Après huit années d’interruption, la Fête des cultures a retrouvé Libreville pour une 15ᵉ édition très attendue. Elle s’est officiellement achevée ce dimanche 23 août. Durant trois jours, la capitale a vibré au rythme des traditions venues des neuf provinces du Gabon. Réunies dans un même espace, ces traditions ont permis de célébrer, expliquer et transmettre un patrimoine national. Sa fragilité devient de plus en plus visible. Cette édition, marquée par une forte affluence, a mis en lumière un enjeu essentiel. Reconnecter les jeunes générations à des pratiques culturelles qu’elles connaissent parfois très peu, voire pas du tout.
Langues locales, rites, objets traditionnels, artisanat, danses et contes ont constitué le cœur de la programmation. Pour de nombreux jeunes visiteurs, ce rendez-vous a eu valeur de découverte. Ainsi, la dernière édition remontait à une époque où ils étaient encore enfants. Cette dimension intergénérationnelle a donné à l’événement une portée particulière. Elle révèle l’urgence de transmettre les savoirs culturels avant qu’ils ne disparaissent.
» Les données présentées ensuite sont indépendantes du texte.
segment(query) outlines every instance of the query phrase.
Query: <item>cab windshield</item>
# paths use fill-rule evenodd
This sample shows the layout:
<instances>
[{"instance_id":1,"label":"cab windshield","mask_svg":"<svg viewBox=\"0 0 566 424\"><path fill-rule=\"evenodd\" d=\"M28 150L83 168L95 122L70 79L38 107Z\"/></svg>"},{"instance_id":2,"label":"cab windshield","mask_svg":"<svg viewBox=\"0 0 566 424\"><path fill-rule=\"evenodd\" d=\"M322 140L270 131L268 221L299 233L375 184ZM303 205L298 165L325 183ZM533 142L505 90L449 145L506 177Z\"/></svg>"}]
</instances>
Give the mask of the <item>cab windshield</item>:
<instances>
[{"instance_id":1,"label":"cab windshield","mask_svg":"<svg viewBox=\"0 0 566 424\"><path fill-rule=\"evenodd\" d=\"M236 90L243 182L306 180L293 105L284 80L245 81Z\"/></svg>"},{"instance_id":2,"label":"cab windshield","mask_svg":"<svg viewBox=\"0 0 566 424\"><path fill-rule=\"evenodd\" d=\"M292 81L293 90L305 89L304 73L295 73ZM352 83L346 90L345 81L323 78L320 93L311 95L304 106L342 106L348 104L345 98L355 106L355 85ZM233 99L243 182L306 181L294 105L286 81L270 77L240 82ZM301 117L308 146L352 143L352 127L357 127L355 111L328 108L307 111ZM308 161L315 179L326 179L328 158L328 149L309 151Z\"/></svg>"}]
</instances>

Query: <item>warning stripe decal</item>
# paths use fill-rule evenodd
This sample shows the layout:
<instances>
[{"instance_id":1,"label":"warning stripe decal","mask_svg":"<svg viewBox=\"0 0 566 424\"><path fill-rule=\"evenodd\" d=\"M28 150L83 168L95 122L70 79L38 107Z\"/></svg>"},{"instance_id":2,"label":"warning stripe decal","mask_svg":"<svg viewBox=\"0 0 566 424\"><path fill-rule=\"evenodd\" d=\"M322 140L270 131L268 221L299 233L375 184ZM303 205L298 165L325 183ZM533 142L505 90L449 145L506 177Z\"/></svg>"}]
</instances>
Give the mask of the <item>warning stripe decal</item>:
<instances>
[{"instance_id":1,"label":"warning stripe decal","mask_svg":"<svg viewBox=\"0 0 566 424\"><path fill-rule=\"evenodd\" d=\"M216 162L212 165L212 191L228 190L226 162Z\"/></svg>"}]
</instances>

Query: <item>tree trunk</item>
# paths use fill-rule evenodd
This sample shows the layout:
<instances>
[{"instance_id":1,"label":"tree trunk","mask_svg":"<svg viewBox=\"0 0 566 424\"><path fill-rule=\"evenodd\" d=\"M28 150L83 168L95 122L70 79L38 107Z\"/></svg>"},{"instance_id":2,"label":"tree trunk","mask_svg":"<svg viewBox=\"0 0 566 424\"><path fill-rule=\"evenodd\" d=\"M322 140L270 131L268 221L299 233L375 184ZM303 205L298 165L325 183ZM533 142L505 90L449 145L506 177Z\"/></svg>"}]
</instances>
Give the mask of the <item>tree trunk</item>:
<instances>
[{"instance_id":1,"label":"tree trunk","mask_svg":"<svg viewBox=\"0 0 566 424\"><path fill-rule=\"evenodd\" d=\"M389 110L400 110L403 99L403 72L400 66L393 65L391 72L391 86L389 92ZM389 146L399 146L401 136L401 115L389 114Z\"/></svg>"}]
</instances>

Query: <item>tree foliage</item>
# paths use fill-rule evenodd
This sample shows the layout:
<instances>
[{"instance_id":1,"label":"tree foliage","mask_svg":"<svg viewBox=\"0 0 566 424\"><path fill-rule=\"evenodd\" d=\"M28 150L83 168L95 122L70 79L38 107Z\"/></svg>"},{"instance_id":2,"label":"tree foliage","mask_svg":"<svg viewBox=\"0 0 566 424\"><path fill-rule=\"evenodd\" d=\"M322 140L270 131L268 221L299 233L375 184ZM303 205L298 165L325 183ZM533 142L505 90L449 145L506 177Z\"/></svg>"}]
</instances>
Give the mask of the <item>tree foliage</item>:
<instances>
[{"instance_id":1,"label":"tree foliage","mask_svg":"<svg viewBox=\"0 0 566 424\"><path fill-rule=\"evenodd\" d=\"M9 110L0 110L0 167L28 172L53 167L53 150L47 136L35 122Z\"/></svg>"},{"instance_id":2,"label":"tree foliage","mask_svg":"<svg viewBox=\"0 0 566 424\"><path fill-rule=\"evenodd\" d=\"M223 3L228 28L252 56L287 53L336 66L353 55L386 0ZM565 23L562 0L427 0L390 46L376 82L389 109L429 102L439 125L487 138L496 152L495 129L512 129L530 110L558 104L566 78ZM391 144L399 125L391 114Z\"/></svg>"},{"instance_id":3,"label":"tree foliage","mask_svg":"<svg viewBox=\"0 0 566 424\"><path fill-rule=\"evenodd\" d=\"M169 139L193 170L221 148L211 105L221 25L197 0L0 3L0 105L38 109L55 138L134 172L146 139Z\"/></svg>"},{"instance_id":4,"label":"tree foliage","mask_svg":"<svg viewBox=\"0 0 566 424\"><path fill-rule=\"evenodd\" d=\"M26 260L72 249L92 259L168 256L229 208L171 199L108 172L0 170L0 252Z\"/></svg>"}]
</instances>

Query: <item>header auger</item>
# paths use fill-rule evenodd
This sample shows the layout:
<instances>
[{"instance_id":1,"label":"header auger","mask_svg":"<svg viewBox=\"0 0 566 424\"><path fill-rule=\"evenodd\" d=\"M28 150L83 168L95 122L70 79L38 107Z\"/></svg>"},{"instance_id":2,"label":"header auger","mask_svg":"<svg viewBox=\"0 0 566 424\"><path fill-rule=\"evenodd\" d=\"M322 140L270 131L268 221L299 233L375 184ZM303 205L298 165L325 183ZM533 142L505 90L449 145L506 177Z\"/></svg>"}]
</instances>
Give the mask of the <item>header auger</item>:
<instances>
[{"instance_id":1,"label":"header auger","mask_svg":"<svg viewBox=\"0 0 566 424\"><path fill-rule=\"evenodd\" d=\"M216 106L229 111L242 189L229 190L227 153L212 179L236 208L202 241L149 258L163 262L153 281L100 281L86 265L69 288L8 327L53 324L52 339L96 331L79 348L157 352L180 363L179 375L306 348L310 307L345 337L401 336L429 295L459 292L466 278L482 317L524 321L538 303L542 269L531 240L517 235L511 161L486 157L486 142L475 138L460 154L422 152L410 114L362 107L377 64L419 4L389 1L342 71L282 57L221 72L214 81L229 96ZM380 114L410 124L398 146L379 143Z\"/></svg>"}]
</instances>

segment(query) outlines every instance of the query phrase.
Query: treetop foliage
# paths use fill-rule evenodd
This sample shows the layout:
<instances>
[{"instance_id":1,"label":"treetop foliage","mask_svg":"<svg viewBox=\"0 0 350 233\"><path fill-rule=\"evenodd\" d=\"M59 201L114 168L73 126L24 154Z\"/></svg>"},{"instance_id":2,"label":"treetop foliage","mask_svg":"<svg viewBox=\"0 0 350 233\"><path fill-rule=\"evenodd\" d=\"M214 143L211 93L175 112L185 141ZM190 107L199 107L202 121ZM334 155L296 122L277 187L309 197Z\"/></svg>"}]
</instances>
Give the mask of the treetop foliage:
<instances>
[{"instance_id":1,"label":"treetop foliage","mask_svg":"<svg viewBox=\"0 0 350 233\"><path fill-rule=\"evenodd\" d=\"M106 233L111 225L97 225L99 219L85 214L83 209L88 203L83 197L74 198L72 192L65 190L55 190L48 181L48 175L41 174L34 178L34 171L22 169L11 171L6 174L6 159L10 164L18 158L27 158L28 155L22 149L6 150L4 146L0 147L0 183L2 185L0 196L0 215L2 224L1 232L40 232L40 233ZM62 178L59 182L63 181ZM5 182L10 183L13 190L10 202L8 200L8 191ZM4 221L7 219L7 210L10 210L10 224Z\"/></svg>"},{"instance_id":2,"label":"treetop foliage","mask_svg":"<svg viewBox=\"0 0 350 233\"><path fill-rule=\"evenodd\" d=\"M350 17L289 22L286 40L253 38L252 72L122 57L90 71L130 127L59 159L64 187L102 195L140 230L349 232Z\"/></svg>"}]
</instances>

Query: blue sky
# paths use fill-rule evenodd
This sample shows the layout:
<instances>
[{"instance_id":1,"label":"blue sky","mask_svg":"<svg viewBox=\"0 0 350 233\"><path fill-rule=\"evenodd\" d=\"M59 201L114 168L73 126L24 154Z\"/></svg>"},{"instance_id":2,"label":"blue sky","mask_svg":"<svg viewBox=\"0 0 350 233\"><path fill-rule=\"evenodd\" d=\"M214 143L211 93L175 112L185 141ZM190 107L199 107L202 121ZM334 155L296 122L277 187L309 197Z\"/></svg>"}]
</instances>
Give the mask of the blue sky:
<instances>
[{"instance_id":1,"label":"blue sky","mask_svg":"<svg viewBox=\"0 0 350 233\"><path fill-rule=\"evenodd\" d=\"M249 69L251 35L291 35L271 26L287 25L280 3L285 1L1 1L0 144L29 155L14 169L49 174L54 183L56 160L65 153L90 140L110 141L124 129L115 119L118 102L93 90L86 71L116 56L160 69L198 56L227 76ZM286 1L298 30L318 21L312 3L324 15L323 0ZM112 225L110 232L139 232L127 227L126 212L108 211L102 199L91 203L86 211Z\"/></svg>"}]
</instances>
Artisanat et savoir-faire menacés à l’honneur
Sur les stands, les visiteurs ont pu observer des objets devenus rares, parfois méconnus, souvent mal interprétés. Leur exposition a permis de documenter des pratiques en voie d’extinction. Elle rappelle aussi que chaque province porte une mémoire spécifique. Les artisans, eux, ont trouvé dans la fête un espace vital pour présenter des savoir-faire. Ces savoir-faire sont menacés par l’absence de relève. Cela renforce la nécessité de valoriser les métiers traditionnels. Danses traditionnelles et modernes, ateliers de langues locales, contes, initiations à certains rites de passage ont rythmé le programme. Il a illustré une volonté claire de repositionner la fête comme un lieu d’apprentissage et de transmission. Elle n’est donc pas un simple divertissement.
Une pédagogie immersive pour transmettre la mémoire nationale
Les organisateurs ont misé sur une pédagogie immersive pour reconnecter les citoyens à leurs origines. Cette approche renforce aussi la conscience culturelle nationale.
Le Sénégal, invité d’honneur d’une fête panafricaine
Cette 15ᵉ édition a également accueilli le Sénégal comme invité d’honneur. Sa présence a élargi la portée de l’événement à une dimension panafricaine. La présence de la délégation sénégalaise a enrichi les échanges. Elle a aussi rappelé que la préservation des cultures africaines repose sur le partage entre nations.
En s’achevant ce dimanche 23, la Fête des cultures confirme une volonté politique et sociale. Elle vise à remettre le patrimoine gabonais au centre de la vie publique. Elle encourage aussi les jeunes à se réapproprier leur histoire. Enfin, elle affirme que la culture demeure un pilier de cohésion et de continuité nationale.